The COVID-19 pandemic has emerged as a challenging threat to global health in this century. A comprehensive understanding of disease pathophysiology, risk factors, and therapeutic regimens is essential for disease management in future episodes. This knowledge will have beneficial effects in future research for disease control and prevention.

However, the molecular mechanisms underlying the pathogenesis still require attention. Extensive multiomics approach may help us in obtaining an in-depth understanding and may provide new insights for the development of novel prophylactic and therapeutic strategies to combat this viral illness.

Authors’ contributions

PL, MM and AA: conceptualization, writing the original draft, BK and MT: writing-review, and editing, AK: coordinated revisions, KH and DB: conceptualization, writing-review, and editing. SS: conceptualization, writing the original draft, writing-review, and final editing. All authors approved the submitted version.

Ethical approval

Institutional Review Board approval is not required.

Declaration of patient consent

Patient’s consent not required as there are no patients in this study.

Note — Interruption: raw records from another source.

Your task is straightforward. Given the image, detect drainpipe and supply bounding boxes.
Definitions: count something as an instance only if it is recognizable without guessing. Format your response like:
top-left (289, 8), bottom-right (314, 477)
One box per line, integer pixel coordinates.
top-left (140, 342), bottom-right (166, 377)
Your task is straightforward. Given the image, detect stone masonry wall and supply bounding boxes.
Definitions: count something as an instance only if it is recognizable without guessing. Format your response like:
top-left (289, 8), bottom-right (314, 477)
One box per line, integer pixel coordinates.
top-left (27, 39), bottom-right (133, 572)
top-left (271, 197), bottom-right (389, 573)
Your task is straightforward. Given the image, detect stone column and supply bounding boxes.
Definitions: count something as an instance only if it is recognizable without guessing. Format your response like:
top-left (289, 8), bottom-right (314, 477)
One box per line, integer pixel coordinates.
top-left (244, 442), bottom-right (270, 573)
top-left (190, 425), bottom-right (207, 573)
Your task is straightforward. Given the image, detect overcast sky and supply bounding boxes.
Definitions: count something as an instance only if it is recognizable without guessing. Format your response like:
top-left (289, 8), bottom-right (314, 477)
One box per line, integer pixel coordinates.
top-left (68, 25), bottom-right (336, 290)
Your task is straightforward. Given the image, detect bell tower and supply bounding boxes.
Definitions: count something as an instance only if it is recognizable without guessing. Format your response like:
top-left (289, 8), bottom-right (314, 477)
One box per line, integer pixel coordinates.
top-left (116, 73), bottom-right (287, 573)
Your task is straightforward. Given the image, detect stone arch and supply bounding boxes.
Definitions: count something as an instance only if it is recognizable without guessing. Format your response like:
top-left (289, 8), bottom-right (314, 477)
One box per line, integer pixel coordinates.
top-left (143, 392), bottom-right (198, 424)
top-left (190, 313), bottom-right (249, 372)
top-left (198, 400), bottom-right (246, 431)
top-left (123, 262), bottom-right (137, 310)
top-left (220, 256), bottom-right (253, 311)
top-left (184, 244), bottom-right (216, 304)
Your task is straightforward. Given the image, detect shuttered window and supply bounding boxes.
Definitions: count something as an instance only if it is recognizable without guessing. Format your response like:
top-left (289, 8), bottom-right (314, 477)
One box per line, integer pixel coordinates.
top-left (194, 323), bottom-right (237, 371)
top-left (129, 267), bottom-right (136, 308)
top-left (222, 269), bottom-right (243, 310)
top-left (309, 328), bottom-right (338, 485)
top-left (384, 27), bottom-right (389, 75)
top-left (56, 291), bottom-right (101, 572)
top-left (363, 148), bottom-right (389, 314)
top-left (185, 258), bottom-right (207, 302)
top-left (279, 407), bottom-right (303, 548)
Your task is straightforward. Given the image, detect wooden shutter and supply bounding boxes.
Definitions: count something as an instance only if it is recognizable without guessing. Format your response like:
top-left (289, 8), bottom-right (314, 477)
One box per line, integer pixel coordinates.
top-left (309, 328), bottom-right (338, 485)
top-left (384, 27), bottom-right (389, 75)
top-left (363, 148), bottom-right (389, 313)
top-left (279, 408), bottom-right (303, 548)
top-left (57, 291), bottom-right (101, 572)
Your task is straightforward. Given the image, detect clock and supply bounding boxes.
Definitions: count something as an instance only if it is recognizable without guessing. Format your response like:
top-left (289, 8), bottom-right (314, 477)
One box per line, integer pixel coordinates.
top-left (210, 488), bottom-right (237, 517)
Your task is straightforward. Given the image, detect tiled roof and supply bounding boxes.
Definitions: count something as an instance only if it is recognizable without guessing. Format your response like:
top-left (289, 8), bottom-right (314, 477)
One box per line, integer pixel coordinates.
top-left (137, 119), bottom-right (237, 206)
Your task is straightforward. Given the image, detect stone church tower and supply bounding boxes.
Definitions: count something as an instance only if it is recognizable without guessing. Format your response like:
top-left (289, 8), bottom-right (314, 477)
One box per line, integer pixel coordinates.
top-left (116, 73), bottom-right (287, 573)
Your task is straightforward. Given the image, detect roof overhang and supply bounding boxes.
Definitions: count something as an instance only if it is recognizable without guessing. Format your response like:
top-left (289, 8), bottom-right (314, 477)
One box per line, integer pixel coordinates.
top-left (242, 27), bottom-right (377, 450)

Financial support and sponsorship

AIIMS Patna, Intramural grant Ref. No. RC/AIIMS/Pat/2020/528

Conflicts of interest

There are no conflicts of interest.

Use of artificial intelligence (AI)-assisted technology for manuscript preparation

The authors confirm that there was no use of artificial intelligence (AI)-assisted technology for assisting in the writing or editing of the manuscript and no images were manipulated using AI.